Last week, there was it again. A meeting of Data Vault geeks and interested people in Data Vault! And again in the wonderful area of Vermont, USA. But these year we hat +30°C compared to last year’s -20°C. In Stowe, Vermont, the conference was held in the wonderful Trapp Family Lodge. To give you some more insights I’ll embed some of the tweets. If you want read the full timeline, go here!
Right before the conference some of us did a “pre-workshop”, talking with Dan about special topics and some brand new stuff of Data Vault 2.0. One of this topics was a variation to deal with ghost records or orphans in SAT(ellites) / equi-joins. Others are Point in Time Tables in the Business Vault, Teaming in the Data Vault 2.0 environment and Managed Self Service BI (M.SS.BI).
On Day 1 Claudia Imhoff (founder of the Boulder BI Brain Trust or #BBBT) spoke in her keynote Unleash the power of analytics about traditional warehousing and extending data warehouse architectures with new “modules” like
- Real time analytics engine as a kind of source system or
- Including seamless external data or
- Data provisioning as data refinery (refine raw data in a data lake to valuable data)
Next, Dan Linstedt (Founder of the Data Vault Methodology) talked about Data Vault 2.0 in his presentation Big Data, NoSQL and Modeling. The key points were
- ETL (in the sense of tools) is dead, not needed anymore,
- Education is essential and
- Performance issues with Hadoop.
Furthermore, Dan presents an outstanding client case where a customer uses a really huge Data Vault 2.0 installation on Teradata in Down Under.

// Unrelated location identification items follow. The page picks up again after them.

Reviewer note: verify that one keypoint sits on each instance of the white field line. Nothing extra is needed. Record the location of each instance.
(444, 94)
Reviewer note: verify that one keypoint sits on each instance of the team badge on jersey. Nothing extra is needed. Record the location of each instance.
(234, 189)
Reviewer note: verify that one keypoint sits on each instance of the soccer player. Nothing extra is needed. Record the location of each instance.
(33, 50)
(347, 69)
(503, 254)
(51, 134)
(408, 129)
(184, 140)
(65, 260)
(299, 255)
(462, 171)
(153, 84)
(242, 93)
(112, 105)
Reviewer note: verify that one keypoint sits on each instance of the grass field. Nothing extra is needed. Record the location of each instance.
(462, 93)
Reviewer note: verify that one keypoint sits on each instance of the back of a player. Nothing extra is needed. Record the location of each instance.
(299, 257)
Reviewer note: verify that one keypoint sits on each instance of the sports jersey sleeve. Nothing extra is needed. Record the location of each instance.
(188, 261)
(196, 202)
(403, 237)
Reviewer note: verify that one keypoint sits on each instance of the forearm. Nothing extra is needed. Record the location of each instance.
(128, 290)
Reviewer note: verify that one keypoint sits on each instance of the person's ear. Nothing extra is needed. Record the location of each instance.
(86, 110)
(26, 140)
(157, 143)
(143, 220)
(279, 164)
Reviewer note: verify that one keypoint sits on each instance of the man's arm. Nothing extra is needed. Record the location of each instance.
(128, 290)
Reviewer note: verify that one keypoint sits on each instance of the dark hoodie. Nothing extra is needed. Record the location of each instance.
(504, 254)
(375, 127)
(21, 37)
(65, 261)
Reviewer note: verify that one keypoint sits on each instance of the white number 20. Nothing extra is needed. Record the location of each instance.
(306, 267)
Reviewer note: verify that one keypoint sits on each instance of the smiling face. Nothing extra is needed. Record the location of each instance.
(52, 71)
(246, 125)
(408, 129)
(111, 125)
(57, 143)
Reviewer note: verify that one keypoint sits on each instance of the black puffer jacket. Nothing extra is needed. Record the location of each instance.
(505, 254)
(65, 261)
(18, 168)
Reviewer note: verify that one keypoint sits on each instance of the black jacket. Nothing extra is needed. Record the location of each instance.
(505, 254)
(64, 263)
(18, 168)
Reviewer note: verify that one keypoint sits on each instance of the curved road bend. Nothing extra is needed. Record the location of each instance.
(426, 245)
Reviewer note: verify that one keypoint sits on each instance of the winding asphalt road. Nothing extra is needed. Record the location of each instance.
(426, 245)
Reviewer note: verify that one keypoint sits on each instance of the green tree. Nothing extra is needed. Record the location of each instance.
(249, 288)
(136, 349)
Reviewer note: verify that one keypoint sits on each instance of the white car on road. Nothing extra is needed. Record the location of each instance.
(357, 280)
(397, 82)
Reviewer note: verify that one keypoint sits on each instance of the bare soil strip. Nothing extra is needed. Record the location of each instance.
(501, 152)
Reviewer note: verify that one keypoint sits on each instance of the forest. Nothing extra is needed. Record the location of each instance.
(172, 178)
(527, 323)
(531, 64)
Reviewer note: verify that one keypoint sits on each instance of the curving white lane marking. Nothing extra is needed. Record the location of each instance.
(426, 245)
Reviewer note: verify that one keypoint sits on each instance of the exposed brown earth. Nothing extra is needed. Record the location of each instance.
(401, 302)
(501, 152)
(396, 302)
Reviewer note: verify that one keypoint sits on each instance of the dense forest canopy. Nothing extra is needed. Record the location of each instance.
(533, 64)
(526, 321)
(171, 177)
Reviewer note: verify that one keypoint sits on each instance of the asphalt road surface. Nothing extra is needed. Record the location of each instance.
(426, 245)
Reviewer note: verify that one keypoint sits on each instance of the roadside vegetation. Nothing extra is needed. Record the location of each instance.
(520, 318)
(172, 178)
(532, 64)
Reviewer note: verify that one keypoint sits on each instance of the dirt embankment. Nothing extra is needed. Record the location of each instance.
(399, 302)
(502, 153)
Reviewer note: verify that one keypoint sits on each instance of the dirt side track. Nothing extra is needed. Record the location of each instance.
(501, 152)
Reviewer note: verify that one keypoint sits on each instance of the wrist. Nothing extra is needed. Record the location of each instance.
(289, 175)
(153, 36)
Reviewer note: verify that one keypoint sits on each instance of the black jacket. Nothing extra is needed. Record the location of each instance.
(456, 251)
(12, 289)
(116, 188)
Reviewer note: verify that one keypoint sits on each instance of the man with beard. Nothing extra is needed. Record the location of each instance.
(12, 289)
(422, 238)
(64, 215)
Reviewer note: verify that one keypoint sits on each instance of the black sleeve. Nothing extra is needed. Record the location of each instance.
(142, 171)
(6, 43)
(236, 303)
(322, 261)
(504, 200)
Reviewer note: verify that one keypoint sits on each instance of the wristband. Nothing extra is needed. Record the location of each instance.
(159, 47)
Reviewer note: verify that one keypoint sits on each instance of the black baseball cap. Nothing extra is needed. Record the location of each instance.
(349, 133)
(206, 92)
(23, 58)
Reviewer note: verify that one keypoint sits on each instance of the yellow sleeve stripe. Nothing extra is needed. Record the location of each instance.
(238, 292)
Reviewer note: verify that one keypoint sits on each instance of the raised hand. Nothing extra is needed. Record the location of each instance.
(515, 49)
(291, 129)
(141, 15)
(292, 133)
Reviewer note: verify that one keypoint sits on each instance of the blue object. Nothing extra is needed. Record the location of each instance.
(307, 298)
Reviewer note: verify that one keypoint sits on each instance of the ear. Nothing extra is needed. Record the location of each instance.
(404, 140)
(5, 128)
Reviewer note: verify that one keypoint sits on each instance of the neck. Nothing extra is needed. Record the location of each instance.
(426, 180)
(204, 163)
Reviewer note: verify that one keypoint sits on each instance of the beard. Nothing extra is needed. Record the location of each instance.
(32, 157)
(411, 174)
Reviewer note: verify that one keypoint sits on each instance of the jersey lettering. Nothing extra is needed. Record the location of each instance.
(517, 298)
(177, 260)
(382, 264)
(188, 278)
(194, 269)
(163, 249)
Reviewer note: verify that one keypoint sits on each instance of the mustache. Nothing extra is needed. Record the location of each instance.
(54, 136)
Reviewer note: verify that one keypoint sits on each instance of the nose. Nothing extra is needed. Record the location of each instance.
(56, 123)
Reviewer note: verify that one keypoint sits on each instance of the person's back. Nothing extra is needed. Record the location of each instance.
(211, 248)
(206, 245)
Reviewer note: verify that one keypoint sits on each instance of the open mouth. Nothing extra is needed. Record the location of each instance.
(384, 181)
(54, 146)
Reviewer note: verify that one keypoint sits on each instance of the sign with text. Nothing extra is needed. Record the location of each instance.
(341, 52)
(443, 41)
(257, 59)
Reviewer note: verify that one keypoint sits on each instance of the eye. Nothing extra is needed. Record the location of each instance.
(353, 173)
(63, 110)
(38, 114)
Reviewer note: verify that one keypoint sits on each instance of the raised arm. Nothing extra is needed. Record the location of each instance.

Kent Graziano (Data Warrior, Oracle Ace Director) shows us in his famous way how to implement Data Vault at a customer without being allowed either doing nor talking about Data Vault. Great presentation about Real world data warehousing, how to solve politics and finding new names for common Data Vault patterns.
Then, it was my turn about Temporal data warehouse and Data Vault. I’ll write a blogpost about it later.

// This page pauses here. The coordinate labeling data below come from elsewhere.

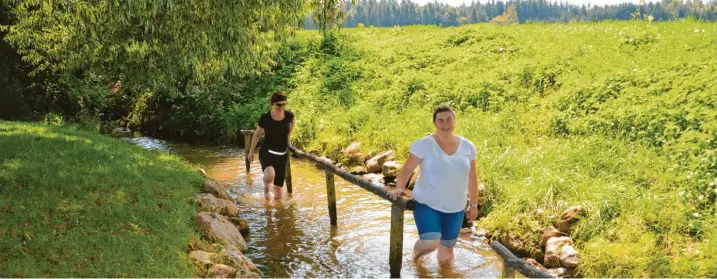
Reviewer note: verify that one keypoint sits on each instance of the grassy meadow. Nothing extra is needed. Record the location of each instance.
(78, 204)
(618, 117)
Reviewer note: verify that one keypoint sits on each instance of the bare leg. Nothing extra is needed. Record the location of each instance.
(278, 192)
(445, 254)
(423, 247)
(268, 181)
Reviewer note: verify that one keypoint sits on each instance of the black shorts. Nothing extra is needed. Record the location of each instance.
(278, 162)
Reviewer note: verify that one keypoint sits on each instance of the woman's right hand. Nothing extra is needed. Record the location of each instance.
(396, 193)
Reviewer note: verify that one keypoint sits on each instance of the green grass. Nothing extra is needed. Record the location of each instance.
(77, 204)
(618, 117)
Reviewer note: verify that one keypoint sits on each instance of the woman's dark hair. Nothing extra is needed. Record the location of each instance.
(278, 96)
(442, 108)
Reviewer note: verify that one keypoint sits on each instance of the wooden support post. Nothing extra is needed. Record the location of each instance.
(288, 172)
(508, 271)
(395, 256)
(331, 195)
(247, 145)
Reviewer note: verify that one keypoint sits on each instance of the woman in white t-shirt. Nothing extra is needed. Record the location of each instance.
(448, 175)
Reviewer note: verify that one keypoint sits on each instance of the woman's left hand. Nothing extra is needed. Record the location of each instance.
(472, 213)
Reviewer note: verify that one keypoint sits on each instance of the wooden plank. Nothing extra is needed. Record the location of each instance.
(331, 195)
(288, 173)
(395, 257)
(513, 263)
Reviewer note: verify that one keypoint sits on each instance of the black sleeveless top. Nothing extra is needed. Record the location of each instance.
(276, 133)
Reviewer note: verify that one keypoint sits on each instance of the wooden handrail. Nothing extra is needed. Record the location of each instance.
(368, 185)
(512, 263)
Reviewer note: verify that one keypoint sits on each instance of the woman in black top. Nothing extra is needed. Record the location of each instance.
(277, 125)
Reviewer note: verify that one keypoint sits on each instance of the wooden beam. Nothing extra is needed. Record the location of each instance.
(331, 196)
(395, 256)
(513, 263)
(247, 145)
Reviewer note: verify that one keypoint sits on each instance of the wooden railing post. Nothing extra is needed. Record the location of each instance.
(395, 256)
(508, 271)
(331, 195)
(288, 172)
(247, 145)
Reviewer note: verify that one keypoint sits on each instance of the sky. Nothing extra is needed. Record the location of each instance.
(577, 2)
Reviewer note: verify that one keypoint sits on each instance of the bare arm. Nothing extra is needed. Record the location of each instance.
(473, 183)
(472, 192)
(404, 173)
(291, 130)
(254, 142)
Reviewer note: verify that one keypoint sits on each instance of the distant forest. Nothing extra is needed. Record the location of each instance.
(387, 13)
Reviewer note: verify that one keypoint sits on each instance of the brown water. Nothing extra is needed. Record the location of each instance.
(293, 237)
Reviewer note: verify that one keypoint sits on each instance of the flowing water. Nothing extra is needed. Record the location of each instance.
(293, 237)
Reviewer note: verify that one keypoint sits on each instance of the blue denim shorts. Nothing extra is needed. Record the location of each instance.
(433, 224)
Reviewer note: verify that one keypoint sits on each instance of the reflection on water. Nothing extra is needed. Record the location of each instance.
(293, 237)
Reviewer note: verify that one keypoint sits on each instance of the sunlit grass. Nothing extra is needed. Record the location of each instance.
(617, 117)
(77, 204)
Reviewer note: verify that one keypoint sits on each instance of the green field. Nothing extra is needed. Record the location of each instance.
(618, 117)
(78, 204)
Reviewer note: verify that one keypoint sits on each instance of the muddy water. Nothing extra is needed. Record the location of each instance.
(293, 237)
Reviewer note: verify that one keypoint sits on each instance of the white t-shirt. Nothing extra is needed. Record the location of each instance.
(443, 183)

Thanks to Dirk Schittko for his awesome insight into the German social system / charity organisations and the challenges to build an easy to maintain and low cost data warehouse with Data Vault 2.0 – “Business intelligence beyond graphs and tables. Dirk solved this problem in 1/5th of the time big companies estimated to do.
An amazing presentation and demo shows us Roelant Vos during his two talks about Allianz Global Assistance – Data Vault Case Study and New frontiers: Virtualize your EDW.
Incredible how Roelant virtualize a Data Vault out of a persistent staging area with metadata. Great. Roelant, I have to do it too!
Between the presentations (and in the evenings) we had enough time to network. It’s what makes the WWDVC different to other conferences. You can talk to everyone, talk with all this cutting edge data geeks and you are welcome to all. Like Sam Bendict wrote on LinkedIn WWDVC: Surrogate keys are not a solution to infertile Parent Keys.
`In spite of being on the IT leadership side of the equation, I always feel welcome and free to ask any question no matter how ‘Data Vault 101’ it may be’ – just an impressive bunch of people, all ready to share their knowledge and experiences.
Day 2 brought us some vendor presentations of
- Ultimate Software – Event-driven Rreal-time EDW in the cloud
- Wherescape – Wherscape solution for Data Vaults,
- MID - Model driven DV2 data warehouse – complete example and
- AnalyticsDS – AnalyticsDS – Mapping Manager.
It’s every time interesting how and why vendors implement Data Vault 2.0 in their tools.
Sanjay Pande states in his talk Agile Big Data warehousing with Data Vault 2.0:
Agile is about continuous improving, not just fast!
Furthermore he spoke about performance issues with hive and other tools in the Hadoop universe, how to extract data best out of Hadoop and recommended several tools. And finally made us a gift: His new book which he’s currently writing on it.
Beside Claudia Imhoff I met in person Scott W. Ambler (Father of Agile Modeling and Discipline Agile Development - DAD) for the first time. Amazing presentation about why to be and to do it the agile way, the cultural gap between development and data folks according to degree of maturity in agile development and database refactoring.
Database refactoring: Evolve the database schema by continuous development. Mark old stuff (schema changes) as deprecated and drop it sometime later. Very interesting stuff everyone should consider when doing agile!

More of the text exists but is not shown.